The interviewees highlighted the criticality of VA/VPs as an important paradigm. This factor is considered vital for its contribution toward WD affecting whole TN process. The study also ranks different VA/VPs (military infrastructure, ammunition depot, civil infrastructure, power grids, oil refineries, important bridges, etc.) for their criticality and importance. The study highlights various critical factors in WS and WA which include “profile match to threat type,” “range to neutralize threat,” “kill probability,” “capability,” “quantity in inventory,” and “supply from depot.” Deployed AD system needs to consider the interdependencies of these factors so as a response to incoming threats may be made depending on the available resources.
Conclusion
In the rapidly changing world of technology, the concept of TN in AD sector is evolving continuously, thus extending from a traditional concept to more agile and rapid response considering the orientation of WD and criticality of VA/VPs. TN, in wartime, is a crucial and time-critical activity and there is a dearth of studies exclusively in the field. Although previous studies have suggested various models, findings of this study provide information relating to additional factors which if incorporated in the model will enhance the effectivity of model.

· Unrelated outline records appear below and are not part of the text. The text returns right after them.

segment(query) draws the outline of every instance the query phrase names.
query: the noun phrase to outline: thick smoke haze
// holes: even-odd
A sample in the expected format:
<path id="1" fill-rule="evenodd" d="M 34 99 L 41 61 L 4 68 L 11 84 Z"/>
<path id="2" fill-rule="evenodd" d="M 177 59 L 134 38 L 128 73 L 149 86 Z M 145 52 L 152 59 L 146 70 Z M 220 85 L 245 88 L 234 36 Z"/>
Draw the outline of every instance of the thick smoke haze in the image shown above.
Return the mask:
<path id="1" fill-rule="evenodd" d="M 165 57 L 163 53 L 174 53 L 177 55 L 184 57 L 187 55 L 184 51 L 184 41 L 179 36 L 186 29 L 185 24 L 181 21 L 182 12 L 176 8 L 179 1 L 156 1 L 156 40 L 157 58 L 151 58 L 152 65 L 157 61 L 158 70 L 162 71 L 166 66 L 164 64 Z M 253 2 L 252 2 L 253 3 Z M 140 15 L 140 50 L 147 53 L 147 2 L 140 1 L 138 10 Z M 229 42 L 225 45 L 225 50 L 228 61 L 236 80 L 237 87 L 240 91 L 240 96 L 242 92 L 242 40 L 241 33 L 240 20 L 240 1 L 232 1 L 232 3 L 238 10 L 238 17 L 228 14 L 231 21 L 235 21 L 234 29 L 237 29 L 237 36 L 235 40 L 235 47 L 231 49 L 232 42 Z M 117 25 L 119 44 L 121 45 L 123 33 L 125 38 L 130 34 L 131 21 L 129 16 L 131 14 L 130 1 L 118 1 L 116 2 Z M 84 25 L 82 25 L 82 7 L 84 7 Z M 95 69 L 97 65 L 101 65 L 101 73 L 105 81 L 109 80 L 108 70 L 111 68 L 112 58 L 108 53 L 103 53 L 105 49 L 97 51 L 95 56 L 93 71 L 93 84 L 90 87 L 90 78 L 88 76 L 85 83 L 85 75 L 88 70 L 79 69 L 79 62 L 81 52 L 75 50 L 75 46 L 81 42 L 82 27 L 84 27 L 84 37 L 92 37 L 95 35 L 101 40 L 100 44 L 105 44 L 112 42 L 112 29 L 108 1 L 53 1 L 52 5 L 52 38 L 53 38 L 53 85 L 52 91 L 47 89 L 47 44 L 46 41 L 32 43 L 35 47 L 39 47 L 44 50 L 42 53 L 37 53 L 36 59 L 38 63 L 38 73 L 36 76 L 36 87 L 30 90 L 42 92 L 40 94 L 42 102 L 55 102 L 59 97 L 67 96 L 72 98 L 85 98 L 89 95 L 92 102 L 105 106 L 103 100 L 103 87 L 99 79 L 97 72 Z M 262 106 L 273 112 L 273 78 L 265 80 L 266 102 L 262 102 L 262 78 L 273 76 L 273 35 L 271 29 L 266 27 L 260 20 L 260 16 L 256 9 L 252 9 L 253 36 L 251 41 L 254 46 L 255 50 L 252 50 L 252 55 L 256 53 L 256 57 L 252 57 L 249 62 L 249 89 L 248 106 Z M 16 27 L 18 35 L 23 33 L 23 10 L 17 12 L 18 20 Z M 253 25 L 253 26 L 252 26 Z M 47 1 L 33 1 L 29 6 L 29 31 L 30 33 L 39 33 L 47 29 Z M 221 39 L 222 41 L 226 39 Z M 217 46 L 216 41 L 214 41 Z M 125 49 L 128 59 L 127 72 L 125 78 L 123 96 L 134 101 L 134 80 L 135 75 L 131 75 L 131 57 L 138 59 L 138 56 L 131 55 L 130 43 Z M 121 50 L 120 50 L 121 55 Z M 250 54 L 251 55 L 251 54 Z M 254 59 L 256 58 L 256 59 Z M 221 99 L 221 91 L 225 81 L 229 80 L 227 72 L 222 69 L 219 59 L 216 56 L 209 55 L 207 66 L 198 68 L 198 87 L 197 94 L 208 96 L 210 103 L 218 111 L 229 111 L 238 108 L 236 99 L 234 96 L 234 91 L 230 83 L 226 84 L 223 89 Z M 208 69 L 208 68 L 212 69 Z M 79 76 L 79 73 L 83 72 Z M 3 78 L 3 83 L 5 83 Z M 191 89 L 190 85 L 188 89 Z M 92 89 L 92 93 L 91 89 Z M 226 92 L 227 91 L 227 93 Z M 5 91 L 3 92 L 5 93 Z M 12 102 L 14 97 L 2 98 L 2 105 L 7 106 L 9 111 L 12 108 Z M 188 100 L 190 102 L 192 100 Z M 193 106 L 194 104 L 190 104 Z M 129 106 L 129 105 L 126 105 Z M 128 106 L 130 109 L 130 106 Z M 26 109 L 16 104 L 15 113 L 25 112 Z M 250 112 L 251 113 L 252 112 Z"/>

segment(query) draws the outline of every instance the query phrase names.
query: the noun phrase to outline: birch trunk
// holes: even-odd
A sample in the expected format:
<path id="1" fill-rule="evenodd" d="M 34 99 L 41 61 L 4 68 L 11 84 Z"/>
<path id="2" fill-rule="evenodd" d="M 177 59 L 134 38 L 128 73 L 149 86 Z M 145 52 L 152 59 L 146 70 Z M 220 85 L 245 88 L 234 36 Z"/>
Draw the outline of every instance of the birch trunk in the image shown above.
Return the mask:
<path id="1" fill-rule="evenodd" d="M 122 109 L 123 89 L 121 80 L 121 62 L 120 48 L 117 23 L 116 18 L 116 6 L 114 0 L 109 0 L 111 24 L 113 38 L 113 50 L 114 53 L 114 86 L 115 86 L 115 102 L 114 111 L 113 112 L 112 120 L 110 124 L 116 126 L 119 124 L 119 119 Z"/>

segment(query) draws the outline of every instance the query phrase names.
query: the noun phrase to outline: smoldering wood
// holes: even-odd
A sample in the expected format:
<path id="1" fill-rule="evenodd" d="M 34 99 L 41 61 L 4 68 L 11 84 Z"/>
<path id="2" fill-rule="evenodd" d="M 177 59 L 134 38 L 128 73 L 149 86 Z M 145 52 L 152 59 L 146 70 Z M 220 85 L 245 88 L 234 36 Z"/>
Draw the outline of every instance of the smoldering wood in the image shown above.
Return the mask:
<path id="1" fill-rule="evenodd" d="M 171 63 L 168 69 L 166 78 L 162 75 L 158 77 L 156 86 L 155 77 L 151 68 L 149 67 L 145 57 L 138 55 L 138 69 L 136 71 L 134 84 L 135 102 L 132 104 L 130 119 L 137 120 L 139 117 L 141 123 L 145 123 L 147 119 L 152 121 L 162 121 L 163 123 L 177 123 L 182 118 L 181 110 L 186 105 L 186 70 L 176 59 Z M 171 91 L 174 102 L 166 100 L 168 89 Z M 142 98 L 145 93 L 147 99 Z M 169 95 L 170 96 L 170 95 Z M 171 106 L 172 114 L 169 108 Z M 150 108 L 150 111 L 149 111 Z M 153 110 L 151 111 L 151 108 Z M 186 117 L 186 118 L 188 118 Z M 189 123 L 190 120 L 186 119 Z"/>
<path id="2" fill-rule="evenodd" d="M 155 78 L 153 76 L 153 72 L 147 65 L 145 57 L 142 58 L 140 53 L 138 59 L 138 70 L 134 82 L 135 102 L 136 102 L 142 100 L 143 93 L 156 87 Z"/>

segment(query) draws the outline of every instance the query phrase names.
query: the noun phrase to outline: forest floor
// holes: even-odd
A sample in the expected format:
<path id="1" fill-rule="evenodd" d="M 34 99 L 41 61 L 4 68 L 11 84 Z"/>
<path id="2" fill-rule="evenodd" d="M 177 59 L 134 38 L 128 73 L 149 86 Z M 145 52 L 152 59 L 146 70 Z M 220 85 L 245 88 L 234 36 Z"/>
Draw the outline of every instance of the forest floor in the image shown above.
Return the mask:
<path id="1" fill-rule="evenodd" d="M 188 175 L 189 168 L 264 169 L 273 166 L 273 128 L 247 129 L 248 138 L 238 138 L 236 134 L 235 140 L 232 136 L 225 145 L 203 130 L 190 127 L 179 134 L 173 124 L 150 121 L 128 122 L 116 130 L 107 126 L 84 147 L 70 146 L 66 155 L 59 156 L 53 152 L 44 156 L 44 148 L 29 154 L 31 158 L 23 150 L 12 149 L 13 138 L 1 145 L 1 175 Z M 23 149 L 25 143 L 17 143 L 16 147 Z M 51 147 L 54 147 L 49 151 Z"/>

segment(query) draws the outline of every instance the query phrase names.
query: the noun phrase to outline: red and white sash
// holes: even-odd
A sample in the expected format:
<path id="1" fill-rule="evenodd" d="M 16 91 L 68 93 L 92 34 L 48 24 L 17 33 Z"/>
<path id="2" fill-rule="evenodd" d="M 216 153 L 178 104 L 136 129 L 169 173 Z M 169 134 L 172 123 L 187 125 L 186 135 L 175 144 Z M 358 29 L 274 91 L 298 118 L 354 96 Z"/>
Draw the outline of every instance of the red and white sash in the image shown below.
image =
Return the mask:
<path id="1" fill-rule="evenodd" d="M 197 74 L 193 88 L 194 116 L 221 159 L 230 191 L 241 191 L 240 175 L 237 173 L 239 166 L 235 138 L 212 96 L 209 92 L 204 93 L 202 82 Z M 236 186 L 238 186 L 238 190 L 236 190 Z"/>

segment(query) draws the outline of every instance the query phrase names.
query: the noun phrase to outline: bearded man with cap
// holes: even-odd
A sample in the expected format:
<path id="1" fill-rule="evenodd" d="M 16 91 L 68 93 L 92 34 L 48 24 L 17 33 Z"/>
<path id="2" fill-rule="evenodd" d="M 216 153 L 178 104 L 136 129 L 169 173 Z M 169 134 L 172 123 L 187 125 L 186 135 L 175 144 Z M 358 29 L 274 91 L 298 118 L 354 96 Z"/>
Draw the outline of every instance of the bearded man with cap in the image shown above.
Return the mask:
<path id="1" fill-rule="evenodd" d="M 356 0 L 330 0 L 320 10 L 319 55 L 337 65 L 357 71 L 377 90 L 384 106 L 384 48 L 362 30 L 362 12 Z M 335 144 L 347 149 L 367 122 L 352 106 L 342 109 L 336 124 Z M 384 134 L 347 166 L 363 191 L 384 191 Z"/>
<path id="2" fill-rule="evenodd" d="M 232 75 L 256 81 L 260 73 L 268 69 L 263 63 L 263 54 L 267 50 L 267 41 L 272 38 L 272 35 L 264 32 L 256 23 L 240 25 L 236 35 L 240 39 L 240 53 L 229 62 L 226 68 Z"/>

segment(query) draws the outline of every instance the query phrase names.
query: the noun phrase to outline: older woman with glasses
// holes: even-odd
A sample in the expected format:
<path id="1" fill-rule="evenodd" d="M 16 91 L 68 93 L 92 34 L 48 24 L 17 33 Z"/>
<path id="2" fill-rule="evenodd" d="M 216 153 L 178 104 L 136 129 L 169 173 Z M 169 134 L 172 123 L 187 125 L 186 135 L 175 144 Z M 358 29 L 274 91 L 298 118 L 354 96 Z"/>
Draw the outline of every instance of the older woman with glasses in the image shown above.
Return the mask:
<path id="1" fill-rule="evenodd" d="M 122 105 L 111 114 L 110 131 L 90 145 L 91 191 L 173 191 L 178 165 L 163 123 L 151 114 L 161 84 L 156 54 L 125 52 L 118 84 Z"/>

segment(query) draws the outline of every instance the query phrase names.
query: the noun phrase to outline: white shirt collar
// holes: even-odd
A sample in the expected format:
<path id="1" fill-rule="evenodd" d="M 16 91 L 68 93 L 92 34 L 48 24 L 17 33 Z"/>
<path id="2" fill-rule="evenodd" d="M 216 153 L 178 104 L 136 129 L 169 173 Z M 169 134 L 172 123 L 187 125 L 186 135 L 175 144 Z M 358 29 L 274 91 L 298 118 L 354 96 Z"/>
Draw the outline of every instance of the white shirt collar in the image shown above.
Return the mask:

This study investigates TN efficiency issues in the AD environment via semi-structured interviews and the Delphi study. These results show that it is no longer sufficient to simply focus on TE and WA factors to achieve efficiency and effectiveness in TN. Rather, it is also important to pay attention to the criticality of VA/VPs and WD. Indeed, efforts are required to develop an efficient and effective TN model based on the identified factors to increase the success rate with the best utilization of available resources. The limitations of the study are related to data and validation. The empirical data for the study was not available due to the sensitive nature of information, which could have been used for the formulation of a model based on results. The other limitation is related to validation which could only be possible if the model is implemented in AD system. Nevertheless, this study provides a useful reference for the improvement of decision making in AD sector. Identification of TN factors for DSS has been carried out through the involvement of experts in the study. In future, DSS based on optimization algorithms may be tested using identified factors and simulation results may help to eliminate redundant factors.
Footnotes
Declaration of Conflicting Interests
The author(s) declared no potential conflicts of interest with respect to the research, authorship, and/or publication of this article.
Funding
The author(s) received no financial support for the research, authorship, and/or publication of this article.